Éviter d'employer le terme stipuler à propos d'un acte juridique unilatéral, notamment à propos d'une loi ou d'un règlement. La loi ou le règlement prévoit, dispose ou édicte.

[ Vitrine linguistique (BDL/OQLF), « stipuler » ]

[...] Avec le temps, l’aire verbale de stipuler s’est élargie et on dit depuis longtemps maintenant que le contrat stipule.

Cependant, c’est par un abus de langage qu’on dit, commettant de ce fait une impropriété grossière, qu’une loi, qu’un article de loi, qu’un code, qu’un règlement, qu’un décret, qu’un arrêté, qu’un arrêt ou qu’un jugement, qui ne sont aucunement des actes contractuels, [stipule]. Le législateur, l’officier ministériel, le juge, n’étant nullement parties à des conventions, ne peuvent [stipuler]. Le juge statue, décide, le lieutenant-gouverneur en conseil décrète, prend des règlements, le législateur édicte, l’arrêt décide, la loi dispose.

[ Juridictionnaire, « stipulant, ante / stipuler » ]

[...] L'emploi le plus vivant, comme pour stipulation, concerne les clauses d'un traité.

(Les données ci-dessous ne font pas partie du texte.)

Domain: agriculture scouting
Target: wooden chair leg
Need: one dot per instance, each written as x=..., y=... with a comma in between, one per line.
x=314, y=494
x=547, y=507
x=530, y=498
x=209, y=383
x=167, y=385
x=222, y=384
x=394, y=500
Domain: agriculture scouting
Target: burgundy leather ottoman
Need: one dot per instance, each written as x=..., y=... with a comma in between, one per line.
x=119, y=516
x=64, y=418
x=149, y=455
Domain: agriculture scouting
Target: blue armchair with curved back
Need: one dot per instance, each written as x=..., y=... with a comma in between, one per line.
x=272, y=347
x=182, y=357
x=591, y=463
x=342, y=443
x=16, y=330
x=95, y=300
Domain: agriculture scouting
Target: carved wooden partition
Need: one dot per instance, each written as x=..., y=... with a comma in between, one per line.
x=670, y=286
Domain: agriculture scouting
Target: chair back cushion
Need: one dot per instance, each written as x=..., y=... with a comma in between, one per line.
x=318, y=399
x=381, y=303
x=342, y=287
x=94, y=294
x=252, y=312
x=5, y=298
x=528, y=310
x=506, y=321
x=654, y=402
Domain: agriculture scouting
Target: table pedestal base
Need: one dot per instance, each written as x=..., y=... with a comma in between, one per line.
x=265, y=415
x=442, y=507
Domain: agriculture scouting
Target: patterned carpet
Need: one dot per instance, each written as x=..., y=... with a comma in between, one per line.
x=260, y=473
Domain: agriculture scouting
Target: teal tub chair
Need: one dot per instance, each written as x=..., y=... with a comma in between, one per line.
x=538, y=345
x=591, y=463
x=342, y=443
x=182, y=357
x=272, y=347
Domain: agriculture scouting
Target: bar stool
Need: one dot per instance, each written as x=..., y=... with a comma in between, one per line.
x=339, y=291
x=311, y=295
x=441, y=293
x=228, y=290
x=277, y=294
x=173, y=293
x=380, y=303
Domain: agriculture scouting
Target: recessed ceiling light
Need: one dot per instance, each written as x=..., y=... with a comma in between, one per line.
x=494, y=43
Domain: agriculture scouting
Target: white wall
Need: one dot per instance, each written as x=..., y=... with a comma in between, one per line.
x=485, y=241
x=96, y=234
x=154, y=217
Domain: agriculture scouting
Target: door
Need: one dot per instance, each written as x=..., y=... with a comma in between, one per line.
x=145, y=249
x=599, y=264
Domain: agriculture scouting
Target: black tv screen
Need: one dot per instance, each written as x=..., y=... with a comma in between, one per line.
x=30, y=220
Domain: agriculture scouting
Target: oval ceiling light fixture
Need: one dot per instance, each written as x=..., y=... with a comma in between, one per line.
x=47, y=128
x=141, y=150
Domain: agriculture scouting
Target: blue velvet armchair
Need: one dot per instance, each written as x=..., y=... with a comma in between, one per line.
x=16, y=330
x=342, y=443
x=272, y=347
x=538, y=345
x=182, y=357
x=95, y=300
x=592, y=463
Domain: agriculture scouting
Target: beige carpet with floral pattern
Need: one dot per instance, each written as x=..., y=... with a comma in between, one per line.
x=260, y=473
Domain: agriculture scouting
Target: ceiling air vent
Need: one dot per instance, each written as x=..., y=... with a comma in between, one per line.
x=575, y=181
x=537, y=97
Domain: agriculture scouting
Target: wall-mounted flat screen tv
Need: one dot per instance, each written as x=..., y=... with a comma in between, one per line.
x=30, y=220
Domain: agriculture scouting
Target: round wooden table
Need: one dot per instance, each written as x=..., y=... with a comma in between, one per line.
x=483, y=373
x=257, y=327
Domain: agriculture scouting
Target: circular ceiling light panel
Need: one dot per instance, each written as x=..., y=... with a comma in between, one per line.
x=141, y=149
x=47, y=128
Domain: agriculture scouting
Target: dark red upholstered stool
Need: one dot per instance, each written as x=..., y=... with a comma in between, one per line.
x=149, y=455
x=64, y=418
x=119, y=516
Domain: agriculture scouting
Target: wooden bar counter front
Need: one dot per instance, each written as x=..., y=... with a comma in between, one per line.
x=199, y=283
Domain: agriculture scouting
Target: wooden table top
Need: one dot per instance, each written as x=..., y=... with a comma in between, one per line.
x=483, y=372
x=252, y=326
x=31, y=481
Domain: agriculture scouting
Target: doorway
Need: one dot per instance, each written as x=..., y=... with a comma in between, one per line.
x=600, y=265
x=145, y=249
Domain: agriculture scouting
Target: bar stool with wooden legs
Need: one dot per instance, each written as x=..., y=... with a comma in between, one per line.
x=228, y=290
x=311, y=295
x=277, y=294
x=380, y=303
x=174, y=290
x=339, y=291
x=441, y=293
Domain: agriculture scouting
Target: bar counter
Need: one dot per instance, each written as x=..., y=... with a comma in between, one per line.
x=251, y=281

[ Dictionnaire historique de la langue française, sup. A. Rey, Robert, 2011, « stipuler » ]


Oui, on peut dire dans un sens plus faible qu'une disposition d'une loi vient préciser quelque chose (« stipuler »), mais vu que dans le domaine juridique « stipuler » réfère au contenu d'un acte juridique bilatéral, on introduit une confusion sémantique et une antinomie qui fait qu'il s'agit plutôt d'une impropriété ou d'une synonymie malheureuse (le premier exemple du Conseil constitutionnel dans cette réponse est particulièrement éloquent à cet égard) que d'une nuance dans la presque totalité des cas. La loi commande, même dans ses précisions.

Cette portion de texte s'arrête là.